The RSC and House Republican budgets include an additional $50 billion each year from FY 2011 through 2019 for overseas contingency operations. Given that the U.S. Air Force alone has an annual modernization shortfall of $20 billion, additional funding at these levels for "unmet Department of Defense needs" would certainly help meet the defense requirements for the next decade. Although the House alternate budgets continue to adequately fund the core defense budget through FY 2011, they fall short in FY 2012-2014 by roughly $147 billion. However, for the combined FY 2010-2014 budget period, the alternative budgets are only $31 billion short of the 4 percent spending benchmark.
Congress Should Go on Record Regarding Higher Defense Budgets
During the 1990s procurement holiday, Republicans acquiesced to President Clinton's defense budget cuts, and together the two sides allowed the military to significantly decline. The irony of the last 15 years of underfunding is that these cuts were intended to "save" money. Instead, they actually caused the American taxpayer to spend billions more than necessary to sustain a military that is smaller than needed using equipment that is increasingly dated.
The effects of the collective decisions of the last 15 years are shown through the age of the military's equipment and subsequent strain on the force.

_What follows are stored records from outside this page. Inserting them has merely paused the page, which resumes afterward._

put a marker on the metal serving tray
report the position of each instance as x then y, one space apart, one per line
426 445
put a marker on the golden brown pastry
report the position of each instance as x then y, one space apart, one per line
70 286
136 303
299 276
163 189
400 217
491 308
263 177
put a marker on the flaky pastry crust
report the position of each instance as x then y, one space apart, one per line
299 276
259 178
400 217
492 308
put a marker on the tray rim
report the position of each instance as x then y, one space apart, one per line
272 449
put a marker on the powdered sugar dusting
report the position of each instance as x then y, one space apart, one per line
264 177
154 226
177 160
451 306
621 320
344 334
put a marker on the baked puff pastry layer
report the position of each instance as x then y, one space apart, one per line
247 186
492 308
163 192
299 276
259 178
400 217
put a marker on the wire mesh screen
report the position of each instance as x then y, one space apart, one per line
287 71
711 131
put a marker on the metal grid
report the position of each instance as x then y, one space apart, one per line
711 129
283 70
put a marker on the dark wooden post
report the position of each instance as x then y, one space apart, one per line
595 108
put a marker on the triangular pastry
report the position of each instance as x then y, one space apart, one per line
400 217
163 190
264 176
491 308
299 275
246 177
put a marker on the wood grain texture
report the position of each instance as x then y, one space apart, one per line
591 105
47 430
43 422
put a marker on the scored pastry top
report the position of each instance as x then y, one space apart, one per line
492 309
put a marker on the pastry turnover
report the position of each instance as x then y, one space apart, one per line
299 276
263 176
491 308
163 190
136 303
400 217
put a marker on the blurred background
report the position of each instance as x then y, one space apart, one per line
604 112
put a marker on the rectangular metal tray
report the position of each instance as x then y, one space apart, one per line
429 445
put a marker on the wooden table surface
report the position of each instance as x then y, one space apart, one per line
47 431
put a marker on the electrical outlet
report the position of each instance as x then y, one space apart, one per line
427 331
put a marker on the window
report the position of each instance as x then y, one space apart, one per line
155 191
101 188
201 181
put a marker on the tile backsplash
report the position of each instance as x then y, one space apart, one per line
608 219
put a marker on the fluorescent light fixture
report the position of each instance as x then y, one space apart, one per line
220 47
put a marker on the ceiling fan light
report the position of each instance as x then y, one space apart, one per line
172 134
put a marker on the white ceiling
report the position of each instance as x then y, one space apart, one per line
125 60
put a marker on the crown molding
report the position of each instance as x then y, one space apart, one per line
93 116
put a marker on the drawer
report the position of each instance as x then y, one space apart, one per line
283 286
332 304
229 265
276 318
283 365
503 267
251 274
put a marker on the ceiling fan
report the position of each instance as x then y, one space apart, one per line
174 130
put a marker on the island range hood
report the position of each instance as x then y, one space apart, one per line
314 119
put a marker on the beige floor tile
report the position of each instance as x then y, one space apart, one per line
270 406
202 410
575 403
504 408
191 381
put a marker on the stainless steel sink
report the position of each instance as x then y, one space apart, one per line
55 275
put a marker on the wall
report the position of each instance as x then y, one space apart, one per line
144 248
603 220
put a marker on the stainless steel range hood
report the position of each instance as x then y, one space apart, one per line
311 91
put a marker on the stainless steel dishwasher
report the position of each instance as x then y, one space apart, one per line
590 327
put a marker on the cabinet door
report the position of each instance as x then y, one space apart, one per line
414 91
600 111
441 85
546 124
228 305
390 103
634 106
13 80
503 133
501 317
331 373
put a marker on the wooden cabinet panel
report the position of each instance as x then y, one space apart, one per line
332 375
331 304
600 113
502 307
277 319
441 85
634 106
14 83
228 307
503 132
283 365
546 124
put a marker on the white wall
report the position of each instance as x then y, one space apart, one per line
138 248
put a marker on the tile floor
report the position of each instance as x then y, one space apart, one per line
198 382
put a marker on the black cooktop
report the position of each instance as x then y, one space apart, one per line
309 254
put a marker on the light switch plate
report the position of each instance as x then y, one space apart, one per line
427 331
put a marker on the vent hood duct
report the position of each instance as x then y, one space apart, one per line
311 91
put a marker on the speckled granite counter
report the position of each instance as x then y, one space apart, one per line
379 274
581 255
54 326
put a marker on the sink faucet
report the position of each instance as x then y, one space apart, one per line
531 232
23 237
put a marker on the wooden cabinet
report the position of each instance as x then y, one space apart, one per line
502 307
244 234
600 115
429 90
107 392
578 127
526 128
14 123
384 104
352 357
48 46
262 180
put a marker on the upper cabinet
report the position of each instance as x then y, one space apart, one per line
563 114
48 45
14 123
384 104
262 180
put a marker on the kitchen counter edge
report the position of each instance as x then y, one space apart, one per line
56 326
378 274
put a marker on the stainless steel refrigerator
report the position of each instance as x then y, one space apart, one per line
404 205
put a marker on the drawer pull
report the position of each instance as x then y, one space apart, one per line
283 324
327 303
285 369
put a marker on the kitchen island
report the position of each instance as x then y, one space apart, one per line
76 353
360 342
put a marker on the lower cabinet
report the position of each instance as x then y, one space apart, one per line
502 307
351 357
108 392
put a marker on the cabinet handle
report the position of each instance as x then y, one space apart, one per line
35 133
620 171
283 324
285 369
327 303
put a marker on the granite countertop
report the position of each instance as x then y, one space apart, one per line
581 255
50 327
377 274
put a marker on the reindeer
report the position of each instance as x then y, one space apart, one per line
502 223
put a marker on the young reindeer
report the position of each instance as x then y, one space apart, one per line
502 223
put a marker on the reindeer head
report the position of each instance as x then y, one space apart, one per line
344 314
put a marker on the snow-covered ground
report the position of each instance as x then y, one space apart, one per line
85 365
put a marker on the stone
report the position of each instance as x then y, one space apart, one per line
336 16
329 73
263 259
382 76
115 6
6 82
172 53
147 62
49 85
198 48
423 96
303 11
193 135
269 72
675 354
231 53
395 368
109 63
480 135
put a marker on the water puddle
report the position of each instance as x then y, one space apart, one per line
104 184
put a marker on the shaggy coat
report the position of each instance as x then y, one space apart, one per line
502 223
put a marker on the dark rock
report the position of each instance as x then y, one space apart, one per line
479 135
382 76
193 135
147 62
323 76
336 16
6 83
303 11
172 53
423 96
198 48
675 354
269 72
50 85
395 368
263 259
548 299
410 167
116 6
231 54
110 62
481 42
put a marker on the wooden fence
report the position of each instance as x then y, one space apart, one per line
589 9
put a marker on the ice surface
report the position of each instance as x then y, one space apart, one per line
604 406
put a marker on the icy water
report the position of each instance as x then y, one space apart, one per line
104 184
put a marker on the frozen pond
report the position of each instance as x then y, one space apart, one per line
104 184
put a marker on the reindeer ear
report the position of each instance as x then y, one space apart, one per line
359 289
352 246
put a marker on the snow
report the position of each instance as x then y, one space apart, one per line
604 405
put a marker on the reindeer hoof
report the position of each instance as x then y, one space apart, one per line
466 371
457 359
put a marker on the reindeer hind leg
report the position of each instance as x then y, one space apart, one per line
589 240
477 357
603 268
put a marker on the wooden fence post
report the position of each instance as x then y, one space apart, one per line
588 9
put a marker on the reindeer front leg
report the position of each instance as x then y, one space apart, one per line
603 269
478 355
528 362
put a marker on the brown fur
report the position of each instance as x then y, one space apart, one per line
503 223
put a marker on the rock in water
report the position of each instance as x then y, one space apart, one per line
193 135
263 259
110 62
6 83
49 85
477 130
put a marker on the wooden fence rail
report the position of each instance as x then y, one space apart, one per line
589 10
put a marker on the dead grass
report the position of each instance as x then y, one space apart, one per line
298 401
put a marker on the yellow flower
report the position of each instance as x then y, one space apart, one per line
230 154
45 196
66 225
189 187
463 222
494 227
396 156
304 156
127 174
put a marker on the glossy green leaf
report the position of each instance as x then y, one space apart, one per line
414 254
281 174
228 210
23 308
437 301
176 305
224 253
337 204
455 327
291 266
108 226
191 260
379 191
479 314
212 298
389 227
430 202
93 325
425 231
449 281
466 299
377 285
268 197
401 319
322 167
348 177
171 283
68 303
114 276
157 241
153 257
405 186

The average age of major platforms today include:
- Air Force tactical aircraft: over 20 years old;
- Navy tactical aircraft: over 15 years old;
- Army's M-113 vehicle: 18 years old;
- CH-47 Chinook helicopter: nearly 20 years old;
- Ticonderoga-class cruisers: nearly 20 years old;
- P-3C Orion long-range aircraft: almost 25 years old;
- B-1 Lancer bomber: over 20 years old;
- C-5 Galaxy transport aircraft: 21 years old; and
- KC-135 tanker: 44 years old.
Congress should not replay the 1990s defense budget cuts in search of a peace dividend that simply does not exist. Rather, Members of Congress should seek opportunities to take bold stands through roll call votes on the need to increase the defense budget. The military's modernization needs are urgent and cannot be delayed any longer. A flat--or, worse, a declining--defense budget will come at the expense of modernization and the critical upgrade of next-generation equipment, which the military needs yesterday.
Mackenzie M. Eaglen is Senior Policy Analyst for National Security in the Douglas and Sarah Allison Center for Foreign Policy Studies, a division of the Kathryn and Shelby Cullom Davis Institute for International Studies, at The Heritage Foundation.